Sir Kenneth Phipson Maddocks | |
Order: | 20th |
Office: | Governor of Fiji |
Term Start: | 28 October 1958 |
Term End: | 6 January 1964 |
Predecessor: | Sir Ronald Garvey |
Successor: | Sir Derek Jakeway |
Birth Date: | 8 February 1907 |
Birth Place: | Haywards Heath, Sussex |
Death Place: | Aldeburgh, Suffolk |
Citizenship: | British |
Spouse: | Elnor Russell 1951-1976 (her death); Patricia Mooring m. 1980 |
Alma Mater: | Wadham College, Oxford |
Sir Kenneth Maddocks, (8 February 1907 – 28 August 2001) was a British colonial official who served as Governor and Commander-in-Chief of Fiji from 1958 until 1963.
Kenneth Phipson Maddocks was the son of a civil engineer from Coventry. He had relatives in government service scattered across India, Egypt, Canada, and Australia. His mother died of influenza in 1918. He was educated at Bromsgrove School and at Wadham College, Oxford, where he read Physics and rowed for his college.
He joined the Colonial Administrative Service in 1929 and was sent to northern Nigeria, for which he had expressed a preference, following in the footsteps of a brother who had joined the new Tanganyika Territory Service.
After barely a year in Kano Province, a district whose administration exemplified the British policy of indirect rule, he suddenly found himself posted to the "punishment" province of Benue - for seven years.
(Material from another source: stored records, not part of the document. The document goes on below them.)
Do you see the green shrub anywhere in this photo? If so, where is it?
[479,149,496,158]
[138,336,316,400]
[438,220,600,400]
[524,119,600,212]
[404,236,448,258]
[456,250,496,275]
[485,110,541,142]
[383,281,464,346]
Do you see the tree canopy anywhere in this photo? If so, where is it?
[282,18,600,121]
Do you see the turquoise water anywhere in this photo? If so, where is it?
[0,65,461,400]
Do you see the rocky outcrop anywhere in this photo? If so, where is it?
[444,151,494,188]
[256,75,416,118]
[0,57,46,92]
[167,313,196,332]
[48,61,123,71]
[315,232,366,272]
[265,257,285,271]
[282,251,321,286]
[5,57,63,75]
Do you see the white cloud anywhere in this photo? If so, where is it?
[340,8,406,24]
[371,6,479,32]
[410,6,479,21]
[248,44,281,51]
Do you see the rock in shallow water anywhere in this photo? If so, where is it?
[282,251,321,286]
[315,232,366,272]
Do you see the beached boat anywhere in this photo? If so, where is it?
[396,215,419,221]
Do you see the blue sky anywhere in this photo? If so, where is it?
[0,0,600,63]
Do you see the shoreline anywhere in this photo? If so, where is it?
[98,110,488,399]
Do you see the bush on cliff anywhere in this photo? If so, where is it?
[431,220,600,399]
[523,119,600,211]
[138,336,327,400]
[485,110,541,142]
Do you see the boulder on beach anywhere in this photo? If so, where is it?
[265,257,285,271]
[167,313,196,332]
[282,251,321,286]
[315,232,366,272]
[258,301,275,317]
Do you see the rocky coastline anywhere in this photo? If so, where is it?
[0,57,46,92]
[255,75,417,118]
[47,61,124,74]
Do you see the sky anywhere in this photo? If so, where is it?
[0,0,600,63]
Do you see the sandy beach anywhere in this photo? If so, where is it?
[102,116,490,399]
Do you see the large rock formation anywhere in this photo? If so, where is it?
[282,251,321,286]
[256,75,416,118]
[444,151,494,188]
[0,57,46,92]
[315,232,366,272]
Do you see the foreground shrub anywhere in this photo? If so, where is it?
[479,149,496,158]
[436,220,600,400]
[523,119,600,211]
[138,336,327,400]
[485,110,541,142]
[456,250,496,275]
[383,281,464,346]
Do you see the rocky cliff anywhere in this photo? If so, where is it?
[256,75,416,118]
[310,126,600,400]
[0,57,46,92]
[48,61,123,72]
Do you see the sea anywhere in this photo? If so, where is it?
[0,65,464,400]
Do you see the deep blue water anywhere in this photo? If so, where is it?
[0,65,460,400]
There he became one of the few district officers to learn Tiv. But he never served in the Tiv language region again.
His next posting was to the relative comforts of Jos and the Plateau. Retained in the Nigerian service throughout World War II - against his wishes and despite the success of many of his colleagues in joining the Royal West African Frontier Force - he spent four years in the Lagos Secretariat.
In 1948 his experience and ability were such that the government in Kaduna asked him to collaborate on a report into the Native Administration structure in the Northern Provinces. This was intended to show how demand for local government, from both the new-look Colonial Office - now self-consciously rooted in democratic principles - and the younger ranks of Northern legislators, could best be implemented in the heartland of British indirect rule.
In 1951 he married Elnor, the daughter of Sir John Russell, Fellow of the Royal Society.
After a spell in the senior Residencies of first Kano and then Sokoto, Maddocks was promoted Civil Secretary in 1955. He became Deputy Governor in 1957, with spells in between as Officer Administering the Government of Northern Nigeria.
In 1958 he left to become Governor of Fiji.[1] His governorship was marked by industrial disputes which led him to invoke his emergency powers and call in the military in support of the civil power. His health gave way, both in Suva and, en route home, in Venice.
He was awarded the title of Companion of St Michael and St George in 1956 and advanced to Knight Commander of St Michael and St George in 1958. He was made Knight Commander of the Royal Victorian Order in 1963 at the time of the Queen's visit to the Pacific.
On leaving the Colonial Service in 1963, he spent five years as Director and Secretary of the East Africa and Mauritius Association, which provided a means of communication between the business world and the newly independent governments of East Africa.
His first wife Elnor died in 1976 and in 1980 he married Patricia, the widow of Sir George Mooring, formerly of the Nigerian Administrative Service and the last Resident of Zanzibar, 1960–1963. Maddocks had no children of his own, but had a large extended family who called him Uncle or Grandpa. He was an enthusiastic gardener, a hobby he continued on his return to Britain, where he lived first in Somerset and then in Suffolk.
In his second retirement, he produced two memoirs, both privately published. Bush Life in Nigeria (1978) was an account of the up-country experiences of Elnor when she was married to a district officer in the Nigerian Service before the war. Based on her letters home, the book was a vignette of outstation life in a seemingly time-warped rural northern Nigeria. Ten years later, encouraged by this success, he was persuaded to compile a straightforward narrative of his 35 years in the colonial service, Of No Fixed Abode.